Nachhaltig, edel und natürlich
© Andreas Tischler (3)
Die Wiener Boutique ist nicht nur bei ausländischen Shopping-Touristen beliebt, gute Umsätze hat man in den beiden letzten Jahren auch mit einheimischen Kunden gemacht.
LUXURY BRANDS&RETAIL irmie schüch-schamburek 07.04.2023

Nachhaltig, edel und natürlich

Longchamp-CEO Jean Cassegrain ist überzeugt, dass es derzeit noch keine echte Alternative zu Leder gibt.

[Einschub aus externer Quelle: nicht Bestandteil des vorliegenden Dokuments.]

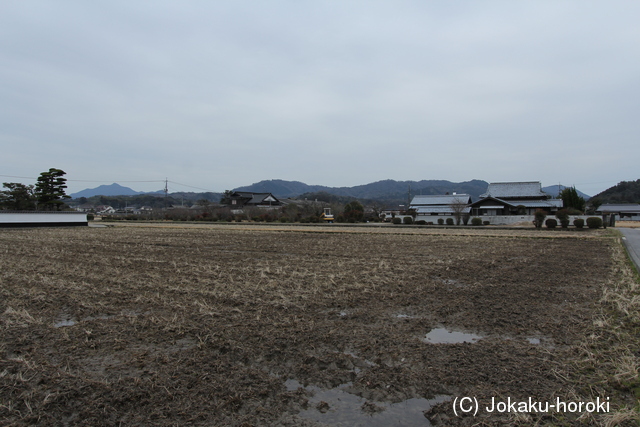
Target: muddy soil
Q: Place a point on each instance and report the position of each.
(169, 326)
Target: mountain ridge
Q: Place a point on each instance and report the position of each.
(388, 190)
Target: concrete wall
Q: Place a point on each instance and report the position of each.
(42, 219)
(500, 219)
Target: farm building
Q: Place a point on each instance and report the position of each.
(514, 198)
(42, 219)
(241, 199)
(426, 206)
(621, 211)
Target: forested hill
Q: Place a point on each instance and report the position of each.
(624, 192)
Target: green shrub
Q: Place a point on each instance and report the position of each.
(594, 222)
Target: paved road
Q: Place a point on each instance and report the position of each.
(631, 240)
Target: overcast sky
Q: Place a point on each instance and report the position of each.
(214, 95)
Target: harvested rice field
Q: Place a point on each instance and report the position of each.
(305, 326)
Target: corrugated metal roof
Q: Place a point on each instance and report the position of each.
(426, 210)
(619, 207)
(445, 199)
(509, 190)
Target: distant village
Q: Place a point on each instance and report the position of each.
(503, 203)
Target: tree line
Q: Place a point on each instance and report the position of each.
(48, 193)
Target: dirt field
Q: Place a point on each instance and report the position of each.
(291, 326)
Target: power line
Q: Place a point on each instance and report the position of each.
(81, 180)
(191, 186)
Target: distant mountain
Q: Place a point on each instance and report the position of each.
(554, 191)
(623, 192)
(105, 190)
(388, 190)
(281, 188)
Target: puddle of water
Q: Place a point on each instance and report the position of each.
(66, 322)
(444, 336)
(340, 408)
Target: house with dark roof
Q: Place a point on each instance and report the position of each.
(621, 211)
(240, 199)
(434, 205)
(514, 198)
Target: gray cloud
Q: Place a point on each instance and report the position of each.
(223, 94)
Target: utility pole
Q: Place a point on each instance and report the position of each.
(166, 192)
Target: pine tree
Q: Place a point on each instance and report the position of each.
(49, 190)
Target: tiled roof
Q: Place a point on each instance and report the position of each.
(619, 207)
(511, 190)
(425, 210)
(442, 200)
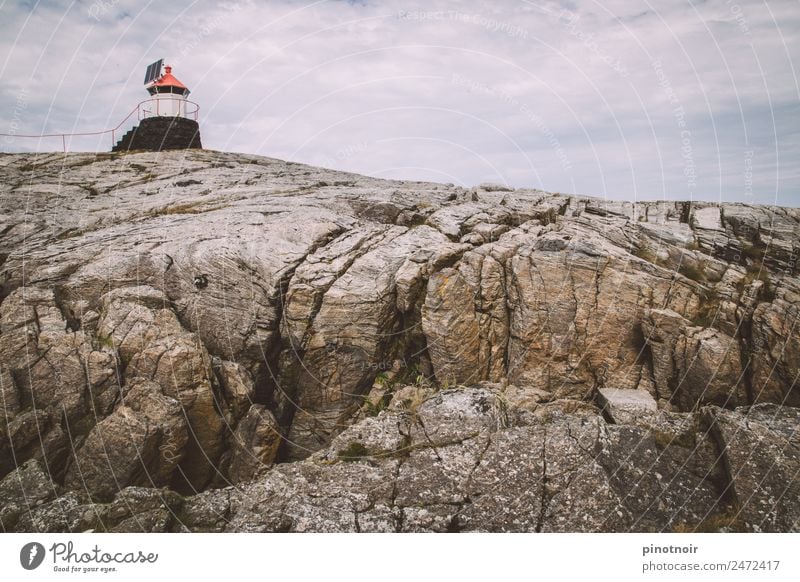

Wien/Paris. Anlässlich des Re-Opening des Wiener Flagship-Stores bat medianet Jean Cassegrain, CEO und Inhaber von Longchamp, zum Gespräch über aktuelle Trends und Strategien. Dabei verriet er auch, wo er die Parallelen zwischen Wiener Schnitzel und seinen edlen Lederprodukten sieht.

medianet:
Longchamp zählt zu den mittlerweile raren Familienunternehmen in der Luxusbranche. Worin sehen Sie diesbezüglich die Vor- und Nachteile?
Jean Cassegrain: Der Vorteil ist ohne Zweifel die große Autonomie. Wir sind finanziell unabhängig – von der Börse, von Shareholdern –, müssen nicht dreimal jährlich unsere Resultate präsentieren und können daher langfristige Strategien verfolgen. Außerdem haben wir dadurch eine größere Kontinuität und Stabilität. Die Kehrseite ist jedoch, dass wir unter keinem Schutzschirm eines großen Konzerns stehen und uns daher auch nicht mit anderen Konzernmarken austauschen können, die ähnliche Herausforderungen wie wir meistern müssen oder uns durch Synergien unterstützen könnten. Letzten Endes geht es uns aber sehr gut und wir haben kein Interesse, etwas daran zu verändern.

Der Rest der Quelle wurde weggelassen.